I have reviewed the HPG working paper on UK humanitarian aid in the age of counter-terrorism: perceptions and reality by the Oversees Development Institute (ODI). The paper sets out the views of different stakeholders and makes some general recommendations. The paper lays bare some very important issues often ignored and hidden by the donating public and politicians, impacting and hurting beneficiaries on the ground. My views on the report are as follows:
I have no doubt and agree with Banks and the Charity Commission on the money laundering risk around Muslim NGOs due to the high risk areas they operate within to reach those that are effected.
Banks are private businesses that need convincing that INGOs behave responsibly and are able to “demonstrate” good control through good governance and internal control framework – often the lack of it and the inability to demonstrate it, raises the risk for the banks, resulting in transfers or accounts being blocked.
The Charity Commission regulation and inspection is lacking – the compliance standard bar is very low. This has an effect on charity behaviour of just complying with the minimum, always risking non-compliance. One great example is year-end accounts that need to be filed within 10 months after the year-end – The INGOs take 9 to 10 months to finalise these, meaning it is only after this period (9-10 months) the charity can determine its true and fair year-end income, spend and reserve position. The quality of accounts is another matter.
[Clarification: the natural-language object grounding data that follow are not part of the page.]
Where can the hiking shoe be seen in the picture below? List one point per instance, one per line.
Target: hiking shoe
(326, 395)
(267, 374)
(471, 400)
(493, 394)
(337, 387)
The ODI report has an omission – the external auditors of INGOs were not engaged for their views. These are the only independent checks the INGOs really have on their accounts. These audits take account of money laundering risks and the control environment and transfers to field offices. I am surprised the ODI report missed this – hence may present an incomplete picture.
With my audit experience of the Muslim INGO sector, in my view the issue is not of new guidance but complying with the existing. In my view and experience there appears to be an issue of complacency among INGOs trustees, inability of the Executive, poor capacity of organisations and a culture of taking risks.
I came across a lack of appetite to improve governance and control from the Trustee level beyond talk. The issue of control at Trustee level is often confusingly restricted to banking controls and appointment of officers. Accountability, Delegation, Internal Audit framework, Evaluations and Risk Management with the Muslim INGO sector is poor when compared to mainstream charities and standard practice, especially in the context of operating within high risk areas. This partly because of the inability and inexperience of management in understanding these controls and not being able to implement them.
The other issue is of capacity that is wrongly driven by donor behaviour – the issue of overhead creates an environment where INGOs start competing on low overheads, exposing themselves to risk and non-compliance as management and systems are starved – 100% donation policy within INGOs is wrong and must be discouraged.
For an INGO to operate responsibly with donor money as per “regulation” in the current climate, up to 15% – 20% support costs can be justified depending on INGO business model and life cycle. Donors should be focused on governance and how the money is spent – this is where quality of year accounts and trustee reports are vital and often ignored.
The issue of culture of taking risks among Muslim NGOs must also be addressed. The ability and confidence of saying “No” or pulling out when the it is clear that the “minimum” cannot be achieved in implementing controls in high risk areas. The culture of over-riding controls to reach beneficiaries compromises the true essence of risk management. Muslim INGOs operate in a very difficult environment, often delivering where governments with all their resources fail. The plight of those affected cannot hold back those that are inspired by faith – the current climate requires that in such circumstances a responsible risk management approach is adopted – Muslim INGOs need to learn to work with each other on the ground – meaning if you cant deliver as per regulation then give to the INGO that can – this is a bitter pill to swallow but a pill that may be required.
Lastly, the recommendations made by the ODI report are general and are of common sense nature. I would have expected them to go further. In my view an environment needs to be created where driven by donors and the Charity Commission, INGOs compete each other on improving governance with a star style system like that in the US. This needs to be introduced in consultation with the banking sector so that the banks can ignore noise and rely on something credible and tangible.
Despite the issues identified in the report and my observations, I have great admiration of those that work in this sector, often on low or no salaries, inspired by faith, at times risking their lives and comfort. They are the best of humanity and must be supported by all.